Eigentlich schien es für die Brüder Maxim und Raphael Nitsche in der „Höhle der Löwen“ gut zu laufen: Obwohl sie mit ihrer App Math42 die höchste Finanzierung überhaupt forderten und obwohl Internet-Geschäftsmodelle nicht gerade zum Lieblings-Investmentcase der fünf Geldgeber in der TV-Sendung gehören, erhielten sie in der im September ausgestrahlten Show ein Angebot von Frank Thelen und Vural Öger. Dass es am Ende nicht zu einem Deal auf dem Bildschirm kam, lag an der Gesellschafterstruktur des Familien-Start-ups: Weil der Vater der eigentliche Chef von Math42 ist und er in der Sendung nicht dabei war, wollten die „Löwen“ nicht investieren.

Nun haben die beiden jungen Gründer doch noch einen Kapitalgeber gefunden: Die Familie Klett, die hinter dem gleichnamigen Bildungsverlag steht, steigt bei der Nachhilfe-App ein. Michael Klett und sein Sohn David investieren einen sechsstelligen Betrag in Math42. Das ist nicht ganz so hoch wie das Investment, das die Nitsches in der „Höhle der Löwen“ gefordert haben. Damals verlangten sie zwei Millionen Euro.

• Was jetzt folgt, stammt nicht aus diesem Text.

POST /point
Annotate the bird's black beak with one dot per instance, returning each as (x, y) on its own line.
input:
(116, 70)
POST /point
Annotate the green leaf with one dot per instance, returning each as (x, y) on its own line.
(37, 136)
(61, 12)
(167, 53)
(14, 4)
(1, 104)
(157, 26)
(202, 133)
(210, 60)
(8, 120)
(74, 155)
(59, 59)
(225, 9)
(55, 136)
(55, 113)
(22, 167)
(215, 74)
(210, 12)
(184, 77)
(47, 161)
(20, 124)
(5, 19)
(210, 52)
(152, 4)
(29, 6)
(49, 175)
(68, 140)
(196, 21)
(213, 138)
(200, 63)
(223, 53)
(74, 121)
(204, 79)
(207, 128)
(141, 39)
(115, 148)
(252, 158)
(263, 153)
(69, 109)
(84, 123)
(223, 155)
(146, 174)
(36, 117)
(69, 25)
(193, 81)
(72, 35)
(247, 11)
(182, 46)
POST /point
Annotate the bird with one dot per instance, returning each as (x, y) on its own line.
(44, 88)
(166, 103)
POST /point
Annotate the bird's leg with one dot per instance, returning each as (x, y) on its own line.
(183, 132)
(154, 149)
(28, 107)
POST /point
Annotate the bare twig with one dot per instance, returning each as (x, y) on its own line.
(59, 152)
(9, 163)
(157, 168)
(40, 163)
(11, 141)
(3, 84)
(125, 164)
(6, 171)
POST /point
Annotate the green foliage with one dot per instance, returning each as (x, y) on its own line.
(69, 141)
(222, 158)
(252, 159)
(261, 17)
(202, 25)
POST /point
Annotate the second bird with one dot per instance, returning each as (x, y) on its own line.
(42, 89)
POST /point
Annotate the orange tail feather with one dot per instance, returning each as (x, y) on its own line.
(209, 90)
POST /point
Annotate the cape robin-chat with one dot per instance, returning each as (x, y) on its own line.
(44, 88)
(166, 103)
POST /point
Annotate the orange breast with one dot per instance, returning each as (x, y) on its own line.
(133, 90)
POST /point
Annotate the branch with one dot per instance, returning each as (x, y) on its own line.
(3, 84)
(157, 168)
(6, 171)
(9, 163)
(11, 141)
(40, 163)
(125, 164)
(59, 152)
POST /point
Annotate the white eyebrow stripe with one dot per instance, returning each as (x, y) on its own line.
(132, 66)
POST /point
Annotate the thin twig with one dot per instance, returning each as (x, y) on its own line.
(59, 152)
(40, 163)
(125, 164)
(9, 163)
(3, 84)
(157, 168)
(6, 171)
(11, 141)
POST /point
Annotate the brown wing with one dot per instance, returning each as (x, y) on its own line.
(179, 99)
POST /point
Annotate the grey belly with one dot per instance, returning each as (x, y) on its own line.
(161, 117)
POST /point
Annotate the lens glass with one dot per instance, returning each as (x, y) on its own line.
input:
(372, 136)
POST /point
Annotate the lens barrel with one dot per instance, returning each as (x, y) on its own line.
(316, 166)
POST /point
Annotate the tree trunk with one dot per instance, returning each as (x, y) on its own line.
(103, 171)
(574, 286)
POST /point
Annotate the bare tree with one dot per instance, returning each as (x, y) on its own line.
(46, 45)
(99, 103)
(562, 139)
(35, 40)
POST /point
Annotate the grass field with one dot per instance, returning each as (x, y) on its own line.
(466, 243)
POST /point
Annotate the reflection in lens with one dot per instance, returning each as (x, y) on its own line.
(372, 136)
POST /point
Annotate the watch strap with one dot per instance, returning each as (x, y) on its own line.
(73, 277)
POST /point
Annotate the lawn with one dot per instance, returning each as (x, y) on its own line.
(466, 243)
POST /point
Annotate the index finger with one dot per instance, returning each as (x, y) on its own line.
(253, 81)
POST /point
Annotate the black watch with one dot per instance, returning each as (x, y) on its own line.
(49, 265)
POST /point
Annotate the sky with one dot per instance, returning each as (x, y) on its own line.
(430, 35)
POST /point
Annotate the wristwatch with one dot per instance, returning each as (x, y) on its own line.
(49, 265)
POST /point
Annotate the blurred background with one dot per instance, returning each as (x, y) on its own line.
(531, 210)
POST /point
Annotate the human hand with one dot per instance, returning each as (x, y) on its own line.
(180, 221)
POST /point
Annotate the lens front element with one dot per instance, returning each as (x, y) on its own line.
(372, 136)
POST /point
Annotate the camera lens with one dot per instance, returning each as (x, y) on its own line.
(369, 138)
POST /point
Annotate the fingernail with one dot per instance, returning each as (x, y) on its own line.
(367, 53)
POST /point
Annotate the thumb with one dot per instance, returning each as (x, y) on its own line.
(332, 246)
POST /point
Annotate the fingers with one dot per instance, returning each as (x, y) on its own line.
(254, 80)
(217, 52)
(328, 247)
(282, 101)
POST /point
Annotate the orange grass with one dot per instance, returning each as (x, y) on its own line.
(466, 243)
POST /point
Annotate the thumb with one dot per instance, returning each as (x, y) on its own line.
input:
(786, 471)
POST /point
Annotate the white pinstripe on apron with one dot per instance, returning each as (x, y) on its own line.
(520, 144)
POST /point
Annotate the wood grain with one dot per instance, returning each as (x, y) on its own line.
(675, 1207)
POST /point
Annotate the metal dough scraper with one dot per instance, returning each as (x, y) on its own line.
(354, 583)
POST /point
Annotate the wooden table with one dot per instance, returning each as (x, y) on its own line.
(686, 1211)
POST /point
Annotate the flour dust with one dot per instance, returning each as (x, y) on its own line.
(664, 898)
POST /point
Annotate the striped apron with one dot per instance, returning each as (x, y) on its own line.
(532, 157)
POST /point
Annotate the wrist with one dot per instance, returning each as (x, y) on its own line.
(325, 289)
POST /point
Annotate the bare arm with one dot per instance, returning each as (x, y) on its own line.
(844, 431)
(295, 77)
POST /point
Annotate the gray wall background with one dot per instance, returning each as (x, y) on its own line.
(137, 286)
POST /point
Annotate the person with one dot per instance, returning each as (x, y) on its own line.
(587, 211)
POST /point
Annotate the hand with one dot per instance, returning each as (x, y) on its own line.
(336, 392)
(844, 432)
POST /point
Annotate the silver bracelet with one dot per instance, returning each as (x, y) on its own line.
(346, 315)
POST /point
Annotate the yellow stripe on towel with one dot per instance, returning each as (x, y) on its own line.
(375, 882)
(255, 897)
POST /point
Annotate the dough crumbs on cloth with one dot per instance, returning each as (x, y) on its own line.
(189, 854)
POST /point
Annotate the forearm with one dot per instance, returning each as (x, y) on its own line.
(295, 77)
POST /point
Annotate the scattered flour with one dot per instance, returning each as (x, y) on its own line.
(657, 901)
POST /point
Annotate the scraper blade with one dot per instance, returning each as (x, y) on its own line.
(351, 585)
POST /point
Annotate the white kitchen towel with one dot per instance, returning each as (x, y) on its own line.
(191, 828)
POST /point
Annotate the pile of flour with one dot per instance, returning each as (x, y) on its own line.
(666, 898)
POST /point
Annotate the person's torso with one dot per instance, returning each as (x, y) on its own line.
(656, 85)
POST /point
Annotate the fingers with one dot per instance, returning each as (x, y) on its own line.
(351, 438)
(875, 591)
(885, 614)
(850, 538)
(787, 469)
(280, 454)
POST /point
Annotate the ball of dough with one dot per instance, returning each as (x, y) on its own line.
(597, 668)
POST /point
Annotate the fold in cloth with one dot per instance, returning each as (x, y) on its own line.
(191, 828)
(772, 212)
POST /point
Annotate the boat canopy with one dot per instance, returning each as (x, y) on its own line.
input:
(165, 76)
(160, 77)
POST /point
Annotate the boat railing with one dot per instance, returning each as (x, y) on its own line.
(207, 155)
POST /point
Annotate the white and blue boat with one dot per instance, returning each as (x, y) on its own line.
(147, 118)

„Unsere Schüler stellten immer dieselben Fragen“

Auch wenn die Summe etwas niedriger liegt, sehen sich die Brüder nun für ihr weiteres Wachstum gerüstet. Die Finanzierung ermögliche es, „weltweit und über alle Plattformen hinweg zu expandieren“, heißt es in einer Mitteilung von Math42. Maxim und Raphael Nitsche haben ihre App noch zu Schulzeiten entwickelt. Mit Math42 können Schüler komplizierte Gleichungen lösen. Nach Angaben der Gründer verwenden die iOS-App mittlerweile 1,6 Millionen Nutzer auf dem gesamten Globus.

Die Idee zu ihrem Start-up kam den Brüdern im Teenager-Alter, als sie selbst Nachhilfe gaben. „Unsere Schüler stellten einfach immer wieder die gleichen Fragen“, so Maxim Nitsche. Mit ihrer App wollten sie diese Fragen beantworten. Mit gerade einmal 14 beziehungsweise 15 Jahren präsentierten die Brüder ihrem Vater ihre Geschäftsidee. Dieser verlangte einen Businessplan von seinen Söhnen. Ein halbes Jahr und 90 Seiten Geschäftskonzept später starteten sie mit Math42, noch einmal dreieinhalb Jahre später gingen sie mit der App auf den Markt.

Nach Angaben der „Gründerszene“ halten die Kletts nun 6,25 Prozent an dem Start-up. Die Klett Gruppe, bei der Michael Klett im Aufsichtsrat sitzt, zählt zu einem der größten Bildungsunternehmen in Deutschland. Der Konzern, zu dem 56 Töchter wie etwa der Ernst Klett Verlag gehören, beschäftigt knapp 2900 Mitarbeiter und hat 2014 einen Umsatz von 460 Millionen Euro erzielt.